6

I have implemented an MLP. Now, I want to train it to solve simple tasks.

Are there any data sets to train the MLP on simple tasks, that is, tasks with a small number of inputs and outputs?

I would like to train it to solve problems which are slightly more complex than the XOR problem.

nbro
  • 39,006
  • 12
  • 98
  • 176
  • Questions that ask for datasets are generally off-topic here.

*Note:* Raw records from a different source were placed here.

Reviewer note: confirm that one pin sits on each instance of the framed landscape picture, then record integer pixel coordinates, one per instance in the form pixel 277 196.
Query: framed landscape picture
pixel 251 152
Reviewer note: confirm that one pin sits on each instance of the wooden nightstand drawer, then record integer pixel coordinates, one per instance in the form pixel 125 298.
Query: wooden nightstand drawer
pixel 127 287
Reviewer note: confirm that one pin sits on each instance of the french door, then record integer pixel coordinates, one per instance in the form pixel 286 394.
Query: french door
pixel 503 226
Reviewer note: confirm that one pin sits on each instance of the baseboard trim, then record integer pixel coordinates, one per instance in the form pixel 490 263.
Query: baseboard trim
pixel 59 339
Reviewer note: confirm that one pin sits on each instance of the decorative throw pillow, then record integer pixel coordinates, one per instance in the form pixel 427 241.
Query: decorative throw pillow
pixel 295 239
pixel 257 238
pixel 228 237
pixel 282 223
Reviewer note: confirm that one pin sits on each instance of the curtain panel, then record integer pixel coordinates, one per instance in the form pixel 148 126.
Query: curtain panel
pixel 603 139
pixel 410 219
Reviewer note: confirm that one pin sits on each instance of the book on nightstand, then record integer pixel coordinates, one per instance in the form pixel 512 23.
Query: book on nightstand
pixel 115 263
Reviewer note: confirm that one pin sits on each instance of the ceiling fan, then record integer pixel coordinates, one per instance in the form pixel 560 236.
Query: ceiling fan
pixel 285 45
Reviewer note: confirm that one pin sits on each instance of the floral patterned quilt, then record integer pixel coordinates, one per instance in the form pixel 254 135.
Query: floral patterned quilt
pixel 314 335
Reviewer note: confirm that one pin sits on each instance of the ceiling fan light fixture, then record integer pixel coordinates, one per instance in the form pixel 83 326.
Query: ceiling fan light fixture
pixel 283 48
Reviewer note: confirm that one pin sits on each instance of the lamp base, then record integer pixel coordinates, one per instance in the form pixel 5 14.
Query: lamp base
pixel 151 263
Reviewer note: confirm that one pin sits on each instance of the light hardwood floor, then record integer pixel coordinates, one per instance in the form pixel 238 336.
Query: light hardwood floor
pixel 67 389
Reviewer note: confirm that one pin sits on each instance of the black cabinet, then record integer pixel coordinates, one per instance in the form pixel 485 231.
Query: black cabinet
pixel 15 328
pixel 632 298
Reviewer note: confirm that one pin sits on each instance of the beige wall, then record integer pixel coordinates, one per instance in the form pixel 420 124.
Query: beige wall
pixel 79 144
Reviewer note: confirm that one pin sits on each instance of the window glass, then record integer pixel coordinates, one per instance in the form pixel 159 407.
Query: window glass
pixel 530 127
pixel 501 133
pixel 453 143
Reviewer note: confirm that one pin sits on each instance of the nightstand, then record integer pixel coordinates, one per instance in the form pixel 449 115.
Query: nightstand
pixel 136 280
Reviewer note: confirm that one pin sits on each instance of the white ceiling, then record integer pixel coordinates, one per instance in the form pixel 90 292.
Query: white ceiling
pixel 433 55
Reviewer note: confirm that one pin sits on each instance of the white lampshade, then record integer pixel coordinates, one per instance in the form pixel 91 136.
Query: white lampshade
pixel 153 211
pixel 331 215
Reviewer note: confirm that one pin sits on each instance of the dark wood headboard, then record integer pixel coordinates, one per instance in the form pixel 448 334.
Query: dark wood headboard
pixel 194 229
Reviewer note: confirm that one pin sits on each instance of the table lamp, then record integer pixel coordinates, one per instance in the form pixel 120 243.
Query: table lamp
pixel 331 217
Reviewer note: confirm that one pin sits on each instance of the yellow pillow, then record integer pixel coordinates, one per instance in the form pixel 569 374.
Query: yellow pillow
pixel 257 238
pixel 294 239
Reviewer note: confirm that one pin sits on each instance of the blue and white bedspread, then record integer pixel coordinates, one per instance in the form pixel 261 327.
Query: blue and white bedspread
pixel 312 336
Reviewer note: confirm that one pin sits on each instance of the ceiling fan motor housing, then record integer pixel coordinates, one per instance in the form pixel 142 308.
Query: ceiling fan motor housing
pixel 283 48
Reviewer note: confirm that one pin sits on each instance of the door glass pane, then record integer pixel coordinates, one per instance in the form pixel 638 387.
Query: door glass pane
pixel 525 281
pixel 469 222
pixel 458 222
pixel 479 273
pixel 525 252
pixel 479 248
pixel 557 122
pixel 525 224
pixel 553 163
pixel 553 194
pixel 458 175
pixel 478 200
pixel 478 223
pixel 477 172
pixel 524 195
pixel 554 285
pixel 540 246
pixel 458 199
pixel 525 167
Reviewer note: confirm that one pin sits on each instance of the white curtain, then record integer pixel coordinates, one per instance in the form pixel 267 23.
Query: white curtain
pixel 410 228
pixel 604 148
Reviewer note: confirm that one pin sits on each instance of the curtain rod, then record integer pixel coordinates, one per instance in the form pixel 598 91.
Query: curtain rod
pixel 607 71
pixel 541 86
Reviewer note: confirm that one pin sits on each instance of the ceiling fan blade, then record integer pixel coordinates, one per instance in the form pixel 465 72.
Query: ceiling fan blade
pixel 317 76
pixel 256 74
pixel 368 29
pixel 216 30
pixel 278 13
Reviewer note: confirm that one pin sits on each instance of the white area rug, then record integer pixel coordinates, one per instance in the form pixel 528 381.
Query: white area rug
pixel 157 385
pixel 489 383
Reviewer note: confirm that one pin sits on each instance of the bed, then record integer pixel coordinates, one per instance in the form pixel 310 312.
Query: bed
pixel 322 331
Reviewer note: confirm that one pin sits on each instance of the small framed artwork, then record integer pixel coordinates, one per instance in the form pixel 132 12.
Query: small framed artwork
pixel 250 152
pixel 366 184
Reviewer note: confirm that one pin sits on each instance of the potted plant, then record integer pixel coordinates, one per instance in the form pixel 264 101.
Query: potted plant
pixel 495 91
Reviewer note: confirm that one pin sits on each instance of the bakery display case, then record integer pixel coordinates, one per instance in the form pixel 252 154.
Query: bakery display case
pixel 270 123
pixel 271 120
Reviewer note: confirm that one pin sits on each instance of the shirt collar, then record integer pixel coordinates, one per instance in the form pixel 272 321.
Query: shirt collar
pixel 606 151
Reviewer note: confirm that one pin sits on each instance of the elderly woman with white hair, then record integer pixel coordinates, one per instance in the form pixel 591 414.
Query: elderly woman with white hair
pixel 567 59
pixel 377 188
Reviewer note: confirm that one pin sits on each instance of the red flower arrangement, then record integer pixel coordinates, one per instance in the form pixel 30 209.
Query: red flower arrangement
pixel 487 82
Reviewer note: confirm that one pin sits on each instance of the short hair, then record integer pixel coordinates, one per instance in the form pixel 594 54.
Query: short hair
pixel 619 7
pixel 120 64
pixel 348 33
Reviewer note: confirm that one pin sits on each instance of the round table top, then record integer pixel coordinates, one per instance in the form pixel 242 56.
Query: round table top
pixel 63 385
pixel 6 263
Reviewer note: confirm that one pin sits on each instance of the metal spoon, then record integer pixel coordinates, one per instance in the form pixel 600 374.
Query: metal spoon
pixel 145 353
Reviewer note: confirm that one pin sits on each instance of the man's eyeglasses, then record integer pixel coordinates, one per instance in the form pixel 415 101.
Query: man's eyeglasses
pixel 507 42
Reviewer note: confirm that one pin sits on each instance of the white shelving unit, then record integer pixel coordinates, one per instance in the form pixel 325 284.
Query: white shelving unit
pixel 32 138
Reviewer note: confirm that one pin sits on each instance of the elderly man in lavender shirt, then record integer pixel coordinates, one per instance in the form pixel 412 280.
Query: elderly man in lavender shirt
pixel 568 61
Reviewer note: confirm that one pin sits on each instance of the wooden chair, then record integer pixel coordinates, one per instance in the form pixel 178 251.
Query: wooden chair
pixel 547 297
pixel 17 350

The most appropriate site to ask this type of question is probably Open Data SE. – nbro Jan 13 '21 at 14:21

4 Answers4

4

There are a ton of sample datasets our there you can play with. A bunch of good ones install with R in the datasets package. Luckily you can download them independently if you're not an R user. Try https://vincentarelbundock.github.io/Rdatasets/datasets.html

You might also be interested in the MNIST database which is one of the canonical databases used in handwriting recognition research.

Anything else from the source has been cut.